Pure focus, to a degree, will help you achieve outcomes. But tunnel vision is not a one-size-fits-all solution because you can’t always see the bigger picture. Don’t wholly rely on it.
#4. 2013 Denver Broncos
Lesson: One instance won’t define you… if you don’t give up.
One of the worst defeats in a championship game in history, Super Bowl XVIII is a great example of how one instance doesn’t define who you are. Sure, the Broncos were destroyed 43-8, but their defense dominated the Panthers in Super Bowl 50 and they took home the Lombardi trophy only two years later.
Their coaches and players deserve a ton of credit for rising back up. Most teams would have collapsed after such a defeat, believing the imposter syndrome was real.
No matter how low things seem, remember that you can’t fake getting to the championship game. If you got there, chances are you’ve got what it takes to win the thing. Back to the drawing board.
#3. 2014 Seattle Seahawks
Lesson: It only takes one.
The 2014 Seattle Seahawks were 1 play away from winning their second Super Bowl in three years. One snap of the ball and one wrong decision was all it took for that dream to disappear forever.
But as the saying goes… “s*&* happens”.
Sometimes, it takes one thing happening for every hour of preparation and hard work you’ve put in to become seemingly meaningless.
Sports are humbling that way, maybe even a little scary.
But that doesn’t mean you don’t stop preparing or working hard- ever. Life is unpredictable. Remember that even your best-laid plans will sometimes be thwarted. It’s the playground you’re playing in. It’s the price you pay when you try to be the best.
#2. 2015 Carolina Panthers
Lesson: You’re only as good as your last at-bat.
There are few examples of team domination in NFL history more than the 2015 Carolina Panthers, who went 15-1 in the regular season and then destroyed the Seahawks and Cardinals on the way to the Super Bowl.
Remember that resilient 2013 Broncos Super Bowl team that got whooped by 35 points? Well, they played one of the best defensive games in NFL history, effectively shutting down the otherworldly 2015 NFL MVP Cam Newton en route to a 24-10 victory.
Super Bowl 50 was an example of a team that peaked too early. Achieving something great is a dynamic, evolving process that requires you to constantly grow. If you buy into the buzz about yourself, you’ll stop focusing on the things generating the buzz.
#1. 2016 Atlanta Falcons
Lesson: Finish the job you started.
In The 48 Laws of Power, Robert Greene teaches us that you must crush your enemy totally. In the chapter, he cites this quote from Indian philosopher Kautilya:
“The remnants of an enemy can become active like those of a disease or fire. Hence, these should be exterminated completely. One should never ignore an enemy, knowing him to be weak. He becomes dangerous in due course, like the spark of fire in a haystack.”
From the top of the organization down, the Falcons clearly showed they felt the game had been decided way before the final whistle. Players were celebrating on the sideline as early as halftime.
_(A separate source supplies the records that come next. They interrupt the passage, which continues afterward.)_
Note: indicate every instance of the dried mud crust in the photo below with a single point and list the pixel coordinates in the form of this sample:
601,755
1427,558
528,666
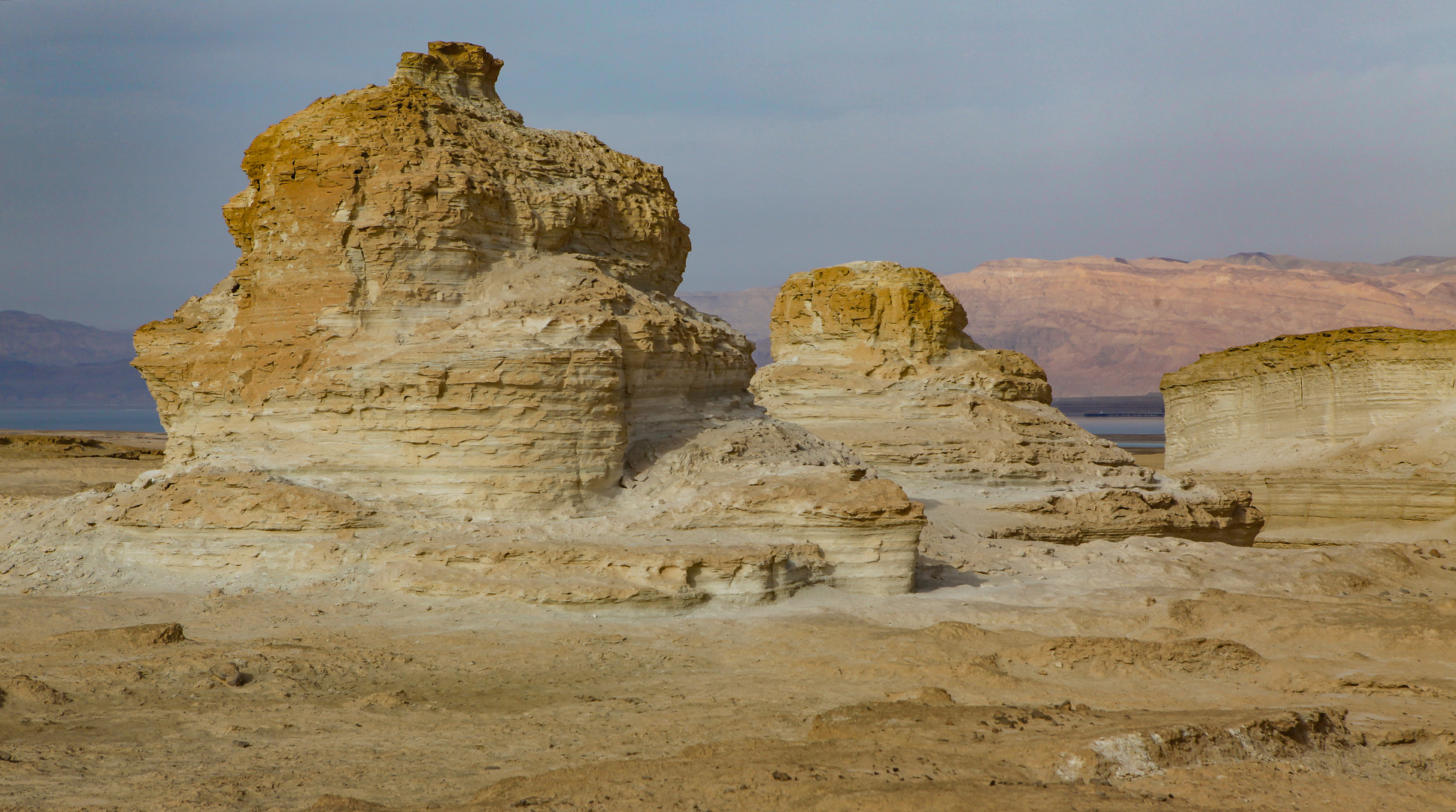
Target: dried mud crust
827,701
59,465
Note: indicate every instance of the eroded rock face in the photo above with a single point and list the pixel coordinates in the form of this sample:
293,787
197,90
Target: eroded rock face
441,306
874,356
446,325
1339,426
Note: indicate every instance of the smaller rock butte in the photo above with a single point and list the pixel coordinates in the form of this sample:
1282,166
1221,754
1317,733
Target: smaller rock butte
874,356
1327,427
450,357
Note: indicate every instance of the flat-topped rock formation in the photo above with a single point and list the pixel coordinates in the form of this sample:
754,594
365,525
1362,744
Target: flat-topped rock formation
875,356
1112,326
444,316
1339,426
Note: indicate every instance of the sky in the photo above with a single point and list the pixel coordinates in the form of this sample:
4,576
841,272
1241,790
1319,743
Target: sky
794,135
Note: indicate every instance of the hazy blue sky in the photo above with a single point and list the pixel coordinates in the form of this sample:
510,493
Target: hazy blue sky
796,135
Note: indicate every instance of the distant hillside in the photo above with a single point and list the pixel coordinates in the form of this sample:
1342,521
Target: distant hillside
1107,326
57,364
1404,265
37,339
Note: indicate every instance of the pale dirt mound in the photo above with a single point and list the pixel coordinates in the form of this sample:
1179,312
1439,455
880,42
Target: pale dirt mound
59,447
26,689
40,466
238,501
912,756
345,804
1107,655
127,636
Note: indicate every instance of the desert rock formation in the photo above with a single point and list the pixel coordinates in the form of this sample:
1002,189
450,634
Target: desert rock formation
875,356
1328,427
1113,326
449,326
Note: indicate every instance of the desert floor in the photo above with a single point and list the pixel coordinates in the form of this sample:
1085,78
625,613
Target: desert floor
1273,678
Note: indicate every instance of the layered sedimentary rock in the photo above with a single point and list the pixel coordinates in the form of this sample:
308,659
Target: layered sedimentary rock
441,315
1113,326
1339,426
875,356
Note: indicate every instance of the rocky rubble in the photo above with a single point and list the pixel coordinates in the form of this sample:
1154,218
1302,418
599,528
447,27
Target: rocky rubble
874,356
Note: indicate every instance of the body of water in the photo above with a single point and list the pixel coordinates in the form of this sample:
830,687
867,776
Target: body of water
146,420
79,420
1118,426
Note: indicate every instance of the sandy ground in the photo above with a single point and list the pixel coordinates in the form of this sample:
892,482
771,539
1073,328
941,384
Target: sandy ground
1149,674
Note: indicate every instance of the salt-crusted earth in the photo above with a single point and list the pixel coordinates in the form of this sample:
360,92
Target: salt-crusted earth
1045,677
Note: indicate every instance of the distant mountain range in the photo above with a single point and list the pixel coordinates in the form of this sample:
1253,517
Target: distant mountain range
1109,326
45,362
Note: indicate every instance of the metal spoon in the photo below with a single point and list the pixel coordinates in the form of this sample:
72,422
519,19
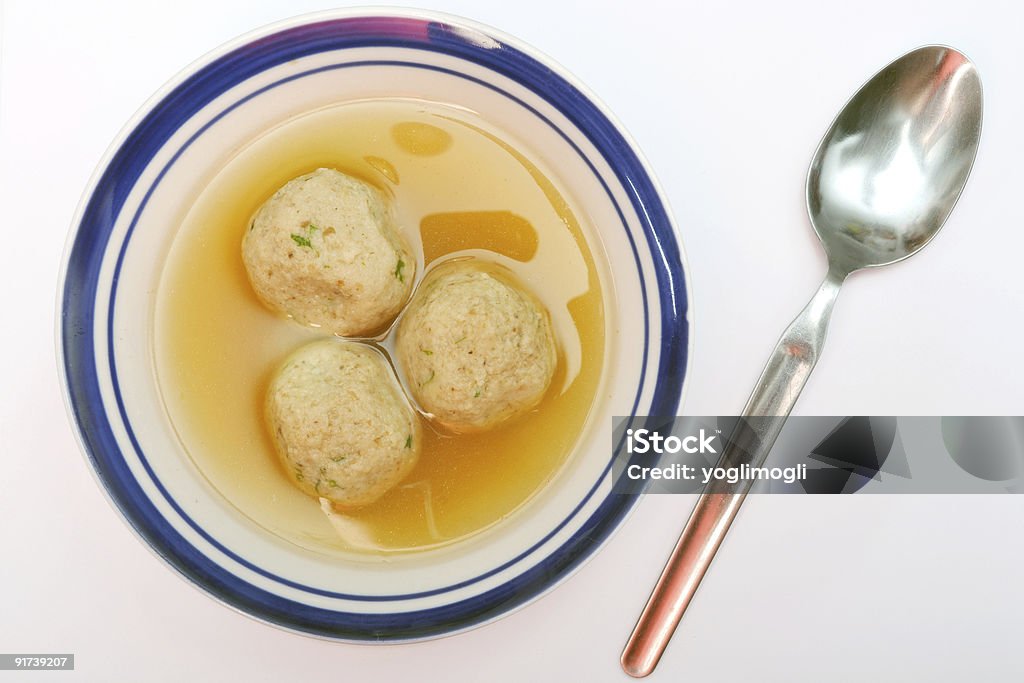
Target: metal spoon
882,183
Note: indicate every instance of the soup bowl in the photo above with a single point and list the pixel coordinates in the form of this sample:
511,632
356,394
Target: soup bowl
128,219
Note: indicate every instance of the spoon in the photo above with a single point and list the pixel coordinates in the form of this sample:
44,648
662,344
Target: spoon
881,184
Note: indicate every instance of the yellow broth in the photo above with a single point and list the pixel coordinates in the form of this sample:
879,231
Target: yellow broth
459,187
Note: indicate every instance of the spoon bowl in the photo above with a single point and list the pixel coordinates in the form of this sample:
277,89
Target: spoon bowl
881,184
891,167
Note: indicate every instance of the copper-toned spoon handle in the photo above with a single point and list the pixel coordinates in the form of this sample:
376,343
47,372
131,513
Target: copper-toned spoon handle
774,394
693,553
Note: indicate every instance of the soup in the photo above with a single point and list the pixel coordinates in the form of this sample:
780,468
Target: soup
460,188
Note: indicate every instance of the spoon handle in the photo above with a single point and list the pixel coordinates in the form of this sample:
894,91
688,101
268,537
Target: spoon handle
774,395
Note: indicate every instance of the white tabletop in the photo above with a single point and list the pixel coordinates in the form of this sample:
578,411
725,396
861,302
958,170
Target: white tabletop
728,102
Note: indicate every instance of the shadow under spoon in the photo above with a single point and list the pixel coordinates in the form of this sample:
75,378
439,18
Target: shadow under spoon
881,184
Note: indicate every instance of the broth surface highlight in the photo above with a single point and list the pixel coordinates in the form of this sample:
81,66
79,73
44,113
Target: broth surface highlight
459,188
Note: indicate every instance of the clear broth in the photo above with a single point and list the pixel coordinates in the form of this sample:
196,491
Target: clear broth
459,187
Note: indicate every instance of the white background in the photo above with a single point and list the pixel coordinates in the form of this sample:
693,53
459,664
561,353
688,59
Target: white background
728,101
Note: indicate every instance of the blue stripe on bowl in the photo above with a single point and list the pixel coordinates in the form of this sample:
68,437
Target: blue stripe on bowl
108,200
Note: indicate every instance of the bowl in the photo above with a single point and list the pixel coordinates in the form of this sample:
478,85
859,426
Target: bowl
126,224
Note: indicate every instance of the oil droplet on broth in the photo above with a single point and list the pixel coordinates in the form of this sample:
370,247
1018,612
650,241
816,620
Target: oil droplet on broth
463,189
421,139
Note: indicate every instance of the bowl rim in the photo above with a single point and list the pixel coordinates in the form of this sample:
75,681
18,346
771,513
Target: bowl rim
676,348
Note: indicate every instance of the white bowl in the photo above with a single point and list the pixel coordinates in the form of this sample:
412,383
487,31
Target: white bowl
129,217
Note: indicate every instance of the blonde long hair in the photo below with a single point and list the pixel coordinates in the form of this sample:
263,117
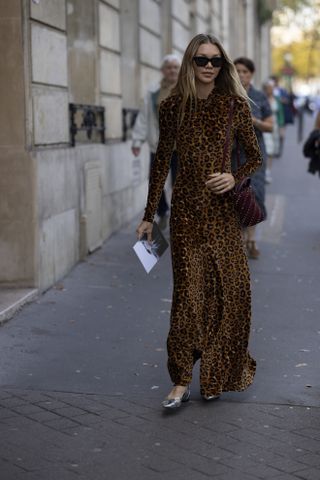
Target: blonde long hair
228,80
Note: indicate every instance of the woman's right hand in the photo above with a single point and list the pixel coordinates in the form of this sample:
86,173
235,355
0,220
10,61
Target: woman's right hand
145,227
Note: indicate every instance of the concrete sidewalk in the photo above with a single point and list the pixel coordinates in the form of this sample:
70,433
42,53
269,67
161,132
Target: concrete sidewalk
83,368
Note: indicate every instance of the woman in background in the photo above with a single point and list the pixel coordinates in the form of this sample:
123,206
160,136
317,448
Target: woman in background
262,121
272,139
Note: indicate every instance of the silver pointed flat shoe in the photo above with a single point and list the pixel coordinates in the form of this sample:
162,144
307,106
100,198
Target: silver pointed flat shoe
177,401
209,398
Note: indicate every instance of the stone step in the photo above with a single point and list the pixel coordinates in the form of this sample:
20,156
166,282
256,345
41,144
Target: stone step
12,299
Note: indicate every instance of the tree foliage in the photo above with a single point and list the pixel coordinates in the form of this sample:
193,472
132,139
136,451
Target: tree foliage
304,52
305,58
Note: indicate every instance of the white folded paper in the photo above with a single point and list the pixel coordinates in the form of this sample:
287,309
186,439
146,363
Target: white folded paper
149,254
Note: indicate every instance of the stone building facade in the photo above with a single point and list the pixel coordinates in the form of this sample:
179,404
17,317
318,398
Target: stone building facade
58,202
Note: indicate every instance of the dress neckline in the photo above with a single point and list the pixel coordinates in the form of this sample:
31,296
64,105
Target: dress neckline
206,99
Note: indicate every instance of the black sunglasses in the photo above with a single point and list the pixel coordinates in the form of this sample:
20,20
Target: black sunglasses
203,61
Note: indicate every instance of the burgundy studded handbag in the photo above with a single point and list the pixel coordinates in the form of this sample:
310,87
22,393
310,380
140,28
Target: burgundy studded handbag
249,211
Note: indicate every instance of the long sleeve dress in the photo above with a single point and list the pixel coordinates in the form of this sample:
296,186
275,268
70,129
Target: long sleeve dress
211,305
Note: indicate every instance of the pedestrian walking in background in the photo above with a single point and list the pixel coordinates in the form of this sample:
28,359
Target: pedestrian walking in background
146,127
272,139
263,122
211,306
311,148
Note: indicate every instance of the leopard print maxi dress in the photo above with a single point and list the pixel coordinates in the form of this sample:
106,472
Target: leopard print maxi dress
211,306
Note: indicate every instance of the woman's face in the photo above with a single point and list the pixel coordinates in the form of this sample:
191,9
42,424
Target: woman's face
244,74
208,73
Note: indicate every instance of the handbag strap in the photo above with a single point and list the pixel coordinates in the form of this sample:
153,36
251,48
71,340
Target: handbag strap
227,142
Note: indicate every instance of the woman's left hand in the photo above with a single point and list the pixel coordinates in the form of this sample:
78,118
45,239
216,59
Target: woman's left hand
220,183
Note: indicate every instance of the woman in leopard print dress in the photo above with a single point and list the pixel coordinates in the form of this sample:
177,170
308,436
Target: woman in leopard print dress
211,307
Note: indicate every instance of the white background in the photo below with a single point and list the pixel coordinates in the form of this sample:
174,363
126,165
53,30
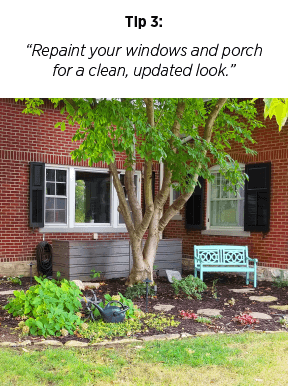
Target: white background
184,23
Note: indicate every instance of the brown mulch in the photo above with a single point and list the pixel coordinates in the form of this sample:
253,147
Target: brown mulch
166,295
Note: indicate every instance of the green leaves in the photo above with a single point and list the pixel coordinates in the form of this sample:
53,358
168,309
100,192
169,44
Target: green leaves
50,305
277,107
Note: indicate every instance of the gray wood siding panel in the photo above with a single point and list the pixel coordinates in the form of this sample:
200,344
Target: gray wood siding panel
75,259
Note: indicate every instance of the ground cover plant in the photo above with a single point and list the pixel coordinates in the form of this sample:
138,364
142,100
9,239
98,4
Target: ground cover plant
236,360
47,308
230,304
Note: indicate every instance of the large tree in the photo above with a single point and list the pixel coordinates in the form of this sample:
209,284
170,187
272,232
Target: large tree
187,135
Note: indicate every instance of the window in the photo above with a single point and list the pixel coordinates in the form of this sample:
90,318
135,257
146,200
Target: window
81,199
174,194
225,210
92,197
56,196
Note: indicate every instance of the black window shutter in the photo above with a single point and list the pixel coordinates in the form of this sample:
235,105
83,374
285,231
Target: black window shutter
194,208
37,189
257,198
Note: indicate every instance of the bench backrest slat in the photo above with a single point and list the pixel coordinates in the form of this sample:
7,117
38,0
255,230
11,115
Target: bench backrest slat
221,254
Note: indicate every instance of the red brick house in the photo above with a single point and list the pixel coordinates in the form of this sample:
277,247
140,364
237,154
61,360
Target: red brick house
30,146
257,218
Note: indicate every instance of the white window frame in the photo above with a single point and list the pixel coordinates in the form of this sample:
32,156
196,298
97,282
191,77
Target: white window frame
217,230
70,226
176,216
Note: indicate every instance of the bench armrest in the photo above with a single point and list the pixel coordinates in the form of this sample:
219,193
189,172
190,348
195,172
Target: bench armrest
254,260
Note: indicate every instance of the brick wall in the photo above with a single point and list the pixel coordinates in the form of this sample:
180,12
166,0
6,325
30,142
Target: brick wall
26,138
270,248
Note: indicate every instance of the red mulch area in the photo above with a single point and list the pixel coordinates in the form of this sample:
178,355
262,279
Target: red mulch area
165,295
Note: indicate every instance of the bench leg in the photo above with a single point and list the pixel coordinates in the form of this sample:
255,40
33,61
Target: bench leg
255,277
247,278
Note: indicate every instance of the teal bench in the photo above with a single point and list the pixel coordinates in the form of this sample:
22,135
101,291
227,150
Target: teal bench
223,258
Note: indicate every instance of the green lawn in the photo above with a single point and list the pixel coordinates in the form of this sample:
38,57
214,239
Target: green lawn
240,360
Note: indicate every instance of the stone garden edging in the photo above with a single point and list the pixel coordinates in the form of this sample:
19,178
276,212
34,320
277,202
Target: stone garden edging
76,343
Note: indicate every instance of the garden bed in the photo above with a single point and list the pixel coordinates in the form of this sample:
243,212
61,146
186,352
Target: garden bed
166,296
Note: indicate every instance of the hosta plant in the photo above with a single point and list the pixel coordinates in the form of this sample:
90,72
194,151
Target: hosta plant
48,307
245,319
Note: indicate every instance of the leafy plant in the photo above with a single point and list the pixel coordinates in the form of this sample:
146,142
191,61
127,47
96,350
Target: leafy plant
284,322
138,290
190,286
245,319
14,279
280,282
99,330
48,307
94,274
159,321
214,289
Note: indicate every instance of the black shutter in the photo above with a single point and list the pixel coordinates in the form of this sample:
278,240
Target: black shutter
37,189
257,198
194,208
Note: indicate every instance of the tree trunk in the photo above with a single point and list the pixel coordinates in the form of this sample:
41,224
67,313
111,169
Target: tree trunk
143,261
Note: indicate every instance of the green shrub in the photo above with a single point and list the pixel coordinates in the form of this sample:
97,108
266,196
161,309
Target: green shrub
48,307
190,286
100,330
138,290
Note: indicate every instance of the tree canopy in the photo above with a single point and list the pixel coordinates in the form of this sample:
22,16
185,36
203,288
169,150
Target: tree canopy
187,135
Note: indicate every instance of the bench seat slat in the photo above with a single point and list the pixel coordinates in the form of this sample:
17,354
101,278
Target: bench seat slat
224,258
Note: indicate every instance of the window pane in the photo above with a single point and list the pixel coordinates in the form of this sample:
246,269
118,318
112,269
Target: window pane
50,188
224,213
49,216
60,203
176,194
50,175
92,197
50,203
60,216
61,189
61,175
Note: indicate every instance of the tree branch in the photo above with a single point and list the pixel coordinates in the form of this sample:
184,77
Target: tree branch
125,211
181,200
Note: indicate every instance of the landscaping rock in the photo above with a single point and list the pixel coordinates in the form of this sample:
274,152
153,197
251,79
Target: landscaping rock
8,344
281,308
260,315
209,311
163,307
160,337
48,342
242,290
170,274
123,341
264,299
75,343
And look what happened?
The Falcons blew the biggest lead in Super Bowl history, losing to the Patriots 33-28 in overtime after a 25 point comeback that didn’t start until midway through the third quarter.
The Falcons didn’t finish the job. They lost focus. You can bet that if they had another chance, they would have stuck to what got them their in the first place.
But that’s sport, and that’s life. You don’t always get a second chance. Best to focus on the next moment in front of you, and make it the best you can. Learn from it if things don’t go your way, but always stay focused on what you must do to be successful now. Keep writing your story.